We introduced you to Kutukira Mberwa about a year ago when the Boise International Market was celebrating its grand opening. We heard from her again last September after she lost her business when the market was destroyed by a fire. Two weeks ago, Mberwa and husband Abdul Mukomwa reopened Loba African Fashions. Loba sold traditional African cloths, jewelry and accessories from its stall in the international market. It will sell those things again, and offer food and cooking products, at its new shop on Boise’s Vista Avenue.

“We lost hope when the fire took everything,” Mberwa says. “Now we’re have hope again.”

Their three young children are running around the racks of brightly-colored African dresses and shirts. They come along when it’s Mberwa’s turn to run the shop. The couple and a cousin who is also a partner have to keep the store staffed around their other jobs.

The food section isn’t finished yet but it does have a few things: cooking pots, rice, tea and some mysterious wooden objects with a round, serrated blade sticking out. Mberwa says they’re coconut shredding stools and they’re common back home.

Mberwa and Mukomwa are refugees from Tanzania. They’ve been in Boise more than a decade. They say they loved being part of the Boise International Market but Mukomwa says they didn’t know when or if something like it would be built.

“If another location like the Boise International Market opens, I’ll be the first one to sign the contract and be one of the members there,” he says. “But the thing is I want to see myself do stuff. Just sitting back and just kind of waiting and stuff like that. That’s just not for me.”

Mukomwa presides over the cases of jewelry and other accessories. These were their best sellers when Loba was part of the Boise International Market.
Credit Adam Cotterell / Boise State Public Radio

Mukomwa says they didn’t borrow money to open the shop and they didn’t get insurance money after the fire. He says they used savings and sold land they owned in Africa.

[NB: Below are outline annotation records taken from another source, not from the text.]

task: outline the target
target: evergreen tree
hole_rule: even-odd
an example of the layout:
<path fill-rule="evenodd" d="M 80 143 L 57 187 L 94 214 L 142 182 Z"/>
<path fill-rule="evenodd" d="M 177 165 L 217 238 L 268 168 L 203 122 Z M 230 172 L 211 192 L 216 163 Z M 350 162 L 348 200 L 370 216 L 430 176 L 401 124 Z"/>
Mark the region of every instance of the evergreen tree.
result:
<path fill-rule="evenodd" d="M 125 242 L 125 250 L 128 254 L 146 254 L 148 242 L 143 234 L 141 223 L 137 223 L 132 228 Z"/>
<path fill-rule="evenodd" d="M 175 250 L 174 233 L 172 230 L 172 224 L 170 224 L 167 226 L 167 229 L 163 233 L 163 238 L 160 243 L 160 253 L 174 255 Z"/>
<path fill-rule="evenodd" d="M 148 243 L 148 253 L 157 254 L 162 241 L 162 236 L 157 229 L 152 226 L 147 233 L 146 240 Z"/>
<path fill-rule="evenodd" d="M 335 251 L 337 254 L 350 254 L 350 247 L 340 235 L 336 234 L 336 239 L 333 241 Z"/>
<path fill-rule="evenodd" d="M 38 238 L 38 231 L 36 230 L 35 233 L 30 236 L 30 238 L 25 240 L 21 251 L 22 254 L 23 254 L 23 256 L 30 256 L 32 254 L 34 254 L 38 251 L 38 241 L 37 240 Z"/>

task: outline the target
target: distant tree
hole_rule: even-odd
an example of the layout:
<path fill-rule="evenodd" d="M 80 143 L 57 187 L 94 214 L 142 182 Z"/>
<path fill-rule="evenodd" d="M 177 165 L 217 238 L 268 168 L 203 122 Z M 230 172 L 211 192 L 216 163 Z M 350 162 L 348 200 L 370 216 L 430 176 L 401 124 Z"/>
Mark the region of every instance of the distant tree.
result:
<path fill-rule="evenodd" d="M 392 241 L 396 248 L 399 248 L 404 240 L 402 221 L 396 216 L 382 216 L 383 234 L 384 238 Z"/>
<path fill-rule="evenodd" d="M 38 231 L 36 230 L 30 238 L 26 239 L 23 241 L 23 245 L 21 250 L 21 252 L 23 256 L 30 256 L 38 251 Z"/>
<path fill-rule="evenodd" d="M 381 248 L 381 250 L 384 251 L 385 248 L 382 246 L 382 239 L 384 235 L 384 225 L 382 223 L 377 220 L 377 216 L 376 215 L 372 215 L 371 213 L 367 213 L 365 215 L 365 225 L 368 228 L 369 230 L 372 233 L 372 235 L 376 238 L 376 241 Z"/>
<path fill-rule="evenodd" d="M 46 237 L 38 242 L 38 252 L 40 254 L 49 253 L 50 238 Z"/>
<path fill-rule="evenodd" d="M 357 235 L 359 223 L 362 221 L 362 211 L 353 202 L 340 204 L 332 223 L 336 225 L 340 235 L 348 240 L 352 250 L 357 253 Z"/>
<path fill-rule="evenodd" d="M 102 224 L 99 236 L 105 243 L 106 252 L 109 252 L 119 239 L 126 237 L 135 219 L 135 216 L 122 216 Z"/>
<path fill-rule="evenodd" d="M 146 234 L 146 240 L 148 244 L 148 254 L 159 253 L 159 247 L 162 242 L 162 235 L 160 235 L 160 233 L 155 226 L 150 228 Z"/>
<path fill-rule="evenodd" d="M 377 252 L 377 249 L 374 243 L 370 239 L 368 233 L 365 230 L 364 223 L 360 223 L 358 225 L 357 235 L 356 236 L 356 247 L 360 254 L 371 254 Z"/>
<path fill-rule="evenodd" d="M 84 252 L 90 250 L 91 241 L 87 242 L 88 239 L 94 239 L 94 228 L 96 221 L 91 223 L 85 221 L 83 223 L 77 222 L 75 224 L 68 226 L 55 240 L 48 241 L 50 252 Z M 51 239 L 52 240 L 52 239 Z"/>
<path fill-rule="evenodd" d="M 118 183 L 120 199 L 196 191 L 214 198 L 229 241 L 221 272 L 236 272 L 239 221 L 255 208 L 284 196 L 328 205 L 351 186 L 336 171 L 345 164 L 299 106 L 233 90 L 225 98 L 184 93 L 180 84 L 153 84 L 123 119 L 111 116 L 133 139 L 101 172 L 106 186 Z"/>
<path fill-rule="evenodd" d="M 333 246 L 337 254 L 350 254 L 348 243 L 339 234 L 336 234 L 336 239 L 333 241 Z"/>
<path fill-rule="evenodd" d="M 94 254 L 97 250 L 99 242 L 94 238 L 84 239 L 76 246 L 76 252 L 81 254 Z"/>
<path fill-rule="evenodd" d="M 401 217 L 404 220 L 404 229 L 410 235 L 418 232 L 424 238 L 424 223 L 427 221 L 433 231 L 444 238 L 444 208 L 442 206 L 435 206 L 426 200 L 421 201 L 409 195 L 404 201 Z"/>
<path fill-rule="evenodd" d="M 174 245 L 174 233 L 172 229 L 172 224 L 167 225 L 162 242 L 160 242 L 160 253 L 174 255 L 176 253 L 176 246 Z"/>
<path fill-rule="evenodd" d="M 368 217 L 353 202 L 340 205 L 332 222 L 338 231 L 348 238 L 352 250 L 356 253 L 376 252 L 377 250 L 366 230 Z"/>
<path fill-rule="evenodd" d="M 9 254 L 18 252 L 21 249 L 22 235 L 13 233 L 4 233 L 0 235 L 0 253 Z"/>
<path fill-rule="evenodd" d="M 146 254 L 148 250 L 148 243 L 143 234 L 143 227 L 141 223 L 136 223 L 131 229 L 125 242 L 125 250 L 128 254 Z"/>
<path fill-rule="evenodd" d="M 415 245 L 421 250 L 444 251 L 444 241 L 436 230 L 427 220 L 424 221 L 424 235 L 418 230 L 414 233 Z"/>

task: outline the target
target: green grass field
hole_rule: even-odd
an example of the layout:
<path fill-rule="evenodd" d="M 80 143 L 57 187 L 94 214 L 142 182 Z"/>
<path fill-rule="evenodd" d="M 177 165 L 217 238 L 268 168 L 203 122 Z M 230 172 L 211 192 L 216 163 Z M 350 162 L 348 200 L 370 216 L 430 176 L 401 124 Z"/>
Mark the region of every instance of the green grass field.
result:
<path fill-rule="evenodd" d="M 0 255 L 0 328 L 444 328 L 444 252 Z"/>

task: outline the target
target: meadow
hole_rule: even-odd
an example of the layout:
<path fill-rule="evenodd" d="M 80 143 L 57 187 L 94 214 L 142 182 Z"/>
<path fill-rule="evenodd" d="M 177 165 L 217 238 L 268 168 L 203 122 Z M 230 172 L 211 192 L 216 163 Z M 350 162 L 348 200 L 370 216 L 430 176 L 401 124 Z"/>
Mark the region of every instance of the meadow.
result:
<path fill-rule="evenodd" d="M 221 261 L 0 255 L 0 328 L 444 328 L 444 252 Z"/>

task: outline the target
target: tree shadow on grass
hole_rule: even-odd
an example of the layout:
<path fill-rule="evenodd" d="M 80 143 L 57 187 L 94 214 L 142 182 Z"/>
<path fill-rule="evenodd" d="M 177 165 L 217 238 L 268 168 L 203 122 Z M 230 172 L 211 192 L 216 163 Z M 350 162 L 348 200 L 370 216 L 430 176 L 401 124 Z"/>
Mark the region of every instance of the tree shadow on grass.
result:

Despite the impatience to get started and the restored sense of hope having their own business again brings, the couple also says they’re kind of scared. Opening a business is always risky and theirs may be particularly so. They don’t think they’ll make it if only other Africans shop at Loba. They need customers from the broader community.

They had a lot more security at the Boise International Market. There was lots of foot traffic and the couple shared rent with other businesses. Now, they’re somewhat hidden behind a comic book shop and they’re on their own. So far they’ve only made about $150 in sales.